Although observing a college student’s weekend habits wouldn’t suggest it, ethanol is, in fact, a toxic substance. Left unmetabolized, it acts as a central nervous system depressant by working as a GABA agonist at the synapse.
Since GABA functions primarily as an inhibitory neurotransmitter, a flood of “GABA-imitating” alcohol into the synapse means neurons that normally receive an action potential from a presynaptic neuron actually silence that impulse before it can travel where it needs to go. The haywire this creates in the nervous system presents itself initially as euphoria and relaxation, but as blood alcohol content rises and more inhibition takes place, the consequences become more severe (nausea, impaired cognition, unconsciousness, etc).
Luckily, not all ingested ethanol ends up in the bloodstream. Humans are able to metabolize a certain amount of ethanol through the action of alcohol-dehydrogenase, which converts it into acetylaldehyde. Other enzymes produced by the liver then rapidly convert toxic acetylaldehyde to acetate and eventually carbon dioxide and water.

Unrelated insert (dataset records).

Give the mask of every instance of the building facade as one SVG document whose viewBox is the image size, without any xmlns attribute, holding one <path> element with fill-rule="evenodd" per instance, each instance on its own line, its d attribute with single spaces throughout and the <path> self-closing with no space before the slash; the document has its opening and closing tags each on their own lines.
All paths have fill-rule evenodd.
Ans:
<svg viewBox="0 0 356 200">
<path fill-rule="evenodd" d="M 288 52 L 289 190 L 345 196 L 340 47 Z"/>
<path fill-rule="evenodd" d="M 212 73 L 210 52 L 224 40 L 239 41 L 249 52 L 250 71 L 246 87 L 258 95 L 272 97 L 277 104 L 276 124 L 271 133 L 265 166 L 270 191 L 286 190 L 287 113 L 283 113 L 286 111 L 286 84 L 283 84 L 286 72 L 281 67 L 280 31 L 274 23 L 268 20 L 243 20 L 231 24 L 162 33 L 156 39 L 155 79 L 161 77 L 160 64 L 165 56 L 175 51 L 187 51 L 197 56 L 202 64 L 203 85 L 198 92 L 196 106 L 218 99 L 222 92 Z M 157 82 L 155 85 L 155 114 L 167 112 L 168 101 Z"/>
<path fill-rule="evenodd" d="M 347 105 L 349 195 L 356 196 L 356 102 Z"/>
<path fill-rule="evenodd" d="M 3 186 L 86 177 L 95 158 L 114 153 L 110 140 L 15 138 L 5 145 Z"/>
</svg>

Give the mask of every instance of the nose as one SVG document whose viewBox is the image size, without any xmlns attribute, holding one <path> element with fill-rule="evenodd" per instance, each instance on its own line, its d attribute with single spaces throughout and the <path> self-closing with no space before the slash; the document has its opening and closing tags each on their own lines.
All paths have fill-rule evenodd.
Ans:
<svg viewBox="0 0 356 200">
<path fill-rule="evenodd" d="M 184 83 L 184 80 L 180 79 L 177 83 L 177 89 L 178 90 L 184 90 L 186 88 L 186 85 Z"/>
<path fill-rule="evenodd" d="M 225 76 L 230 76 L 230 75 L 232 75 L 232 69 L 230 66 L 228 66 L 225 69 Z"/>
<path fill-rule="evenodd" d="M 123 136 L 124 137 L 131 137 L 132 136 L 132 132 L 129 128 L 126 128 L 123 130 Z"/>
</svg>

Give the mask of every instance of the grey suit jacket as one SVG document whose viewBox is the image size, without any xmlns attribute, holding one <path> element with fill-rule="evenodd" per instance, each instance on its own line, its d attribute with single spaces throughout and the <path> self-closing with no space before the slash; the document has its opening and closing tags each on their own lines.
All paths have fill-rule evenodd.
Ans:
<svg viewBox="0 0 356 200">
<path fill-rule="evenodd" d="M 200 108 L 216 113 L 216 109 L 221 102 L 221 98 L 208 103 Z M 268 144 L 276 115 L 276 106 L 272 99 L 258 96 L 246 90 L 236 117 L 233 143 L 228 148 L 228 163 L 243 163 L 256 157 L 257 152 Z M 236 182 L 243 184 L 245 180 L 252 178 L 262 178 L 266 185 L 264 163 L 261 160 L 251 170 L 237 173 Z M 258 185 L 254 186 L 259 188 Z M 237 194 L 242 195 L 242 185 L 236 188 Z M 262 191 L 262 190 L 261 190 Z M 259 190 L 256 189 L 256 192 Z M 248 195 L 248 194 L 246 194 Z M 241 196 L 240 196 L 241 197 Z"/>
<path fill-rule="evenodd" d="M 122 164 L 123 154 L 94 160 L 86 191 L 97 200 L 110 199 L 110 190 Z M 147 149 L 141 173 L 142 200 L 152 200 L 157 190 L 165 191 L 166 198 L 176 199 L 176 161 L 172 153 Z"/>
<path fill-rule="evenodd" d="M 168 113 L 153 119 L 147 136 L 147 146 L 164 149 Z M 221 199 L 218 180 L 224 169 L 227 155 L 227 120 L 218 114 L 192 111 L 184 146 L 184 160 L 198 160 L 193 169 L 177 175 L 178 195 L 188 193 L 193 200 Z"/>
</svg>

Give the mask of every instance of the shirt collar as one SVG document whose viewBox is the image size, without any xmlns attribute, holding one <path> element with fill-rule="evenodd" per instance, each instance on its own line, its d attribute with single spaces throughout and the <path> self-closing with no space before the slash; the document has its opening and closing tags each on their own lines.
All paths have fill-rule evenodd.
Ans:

This safety mechanism is great for having a little fun on a Friday night without worrying about shutting down your nervous system (although some of us almost manage to do that). But how and why, evololutionarily speaking, did we evolve the ability and motivation to consume this poison?…especially when many animals, including primates, get by without consuming it or being able to metabolize it.
Steven Benner, of the Foundation for Applied Molecular Evolution in Gainesville, Fla., sought to answer this question by tracing the history of the alcohol-dehydrogenase (ADH4) back through the primate family tree. Benner looked at the changes in the enzyme at each branching point in the phylogeny and was able to evaluate the effectiveness of each variant in metabolizing alcohol.
He found that most extinct primate ancestors (“branching points” on the tree) were not able to digest ethanol. However, the common ancestor of humans, gorillas, and chimps possessed ADH4 that was 50 times stronger than previous enzymes. Interestingly, these primates spend more time on the ground than other species. Brenner hypothesizes that the “terrestrial lifestyle” of our common ancestor gave it more access to fruits that had fallen from the tree. Many of these fruits had breaks in the skin that could allow yeast to enter and ferment sugar into ethanol.
Obviously, primates that did not possess the enzyme could not eat these fruits without passing out and possibly falling victim to ground-restricted predators. Those that could metabolize the ethanol were free to enjoy as much of this uncontested resource as their livers could handle. Benner’s hypothesis also explains why extant primarily tree-inhabiting primates cannot metabolize ethanol—they were not exposed to the fallen fruit, only fruit still attached to the tree.
Although Benner’s explanation is certainly convincing, it will take a little support from the fossil record (there is little fossil evidence of human and primate ancestors during this time period) for his ideas to be more widely accepted. Until then, all we can do is lift our glasses to the nameless ancestor who, 10 million years ago, was bold enough to step down from his tree and make it possible for us to “enjoy responsibly”.